Sur les frais liés au litige :
11. Les dispositions de l'article L. 761-1 du code de justice administrative font obstacle à ce que Mme A..., qui n'est pas la partie perdante dans la présente instance, verse à la commune de Valeyrac la somme qu'elle demande au titre des frais exposés par elle et non compris dans les dépens.
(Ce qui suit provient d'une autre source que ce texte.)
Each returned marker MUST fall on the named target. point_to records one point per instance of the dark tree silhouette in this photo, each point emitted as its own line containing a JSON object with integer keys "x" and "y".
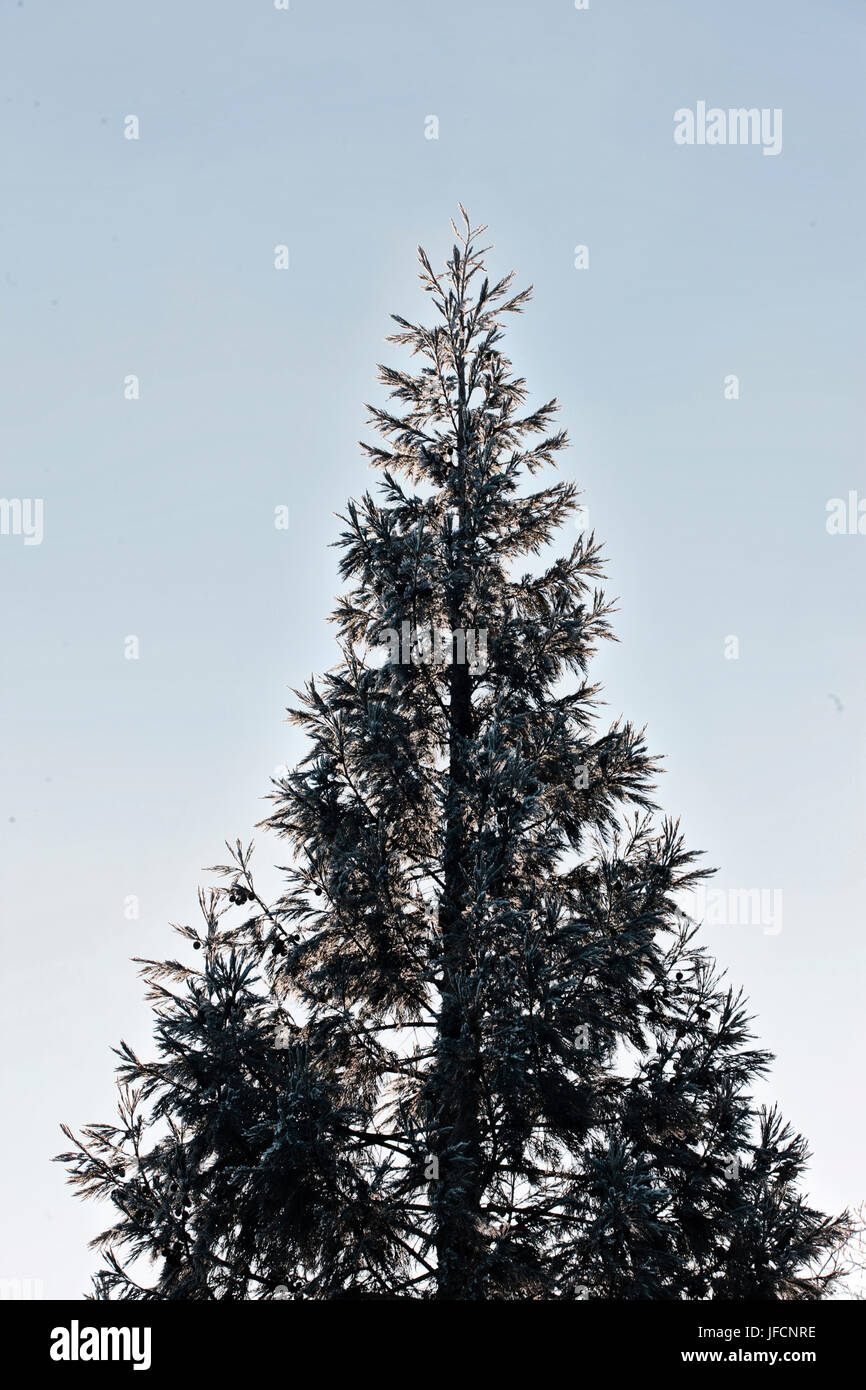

Il y a lieu, dans les circonstances de l'espèce, de mettre à la charge de la commune de Valeyrac le versement à Mme A... d'une somme de 1 500 euros sur le fondement des dispositions de l'article L. 761-1 du code de justice administrative et de rejeter les conclusions présentées par la commune sur ce fondement.
DÉCIDE :
Article 1er : Le jugement n° 1805368 du 26 février 2020 du tribunal administratif de Bordeaux est annulé.
Article 2 : La commune de Valeyrac est condamnée à verser à Mme A... une somme de 5 387,02 euros (cinq mille trois cent quatre-vingt-sept euros et deux centimes).
Article 3 : La commune de Valeyrac versera la somme de 1 500 euros à Mme A... au titre de l'article L. 761-1 du code de justice administrative.
Article 4 : Le surplus des conclusions de la requête est rejeté.
Article 5 : Le présent arrêt sera notifié à Mme F... A... et à la commune de Valeyrac.
Délibéré après l'audience du 24 février 2022 à laquelle siégeaient :
M. Éric Rey-Bèthbéder, président,
Mme Frédérique Munoz-Pauziès, présidente-assesseure,
Mme Florence Rey-Gabriac, première conseillère,
Rendu public par mise à disposition au greffe, le 24 mars 2022.
La rapporteure,
Florence Rey-Gabriac
Le présidente,
Éric Rey-Bèthbéder
La greffière,
Angélique Bonkoungou
La République mande et ordonne au préfet de la Gironde en ce qui le concerne, et à tous huissiers de justice à ce requis, en ce qui concerne les voies de droit commun contre les parties privées, de pourvoir à l'exécution du présent arrêt.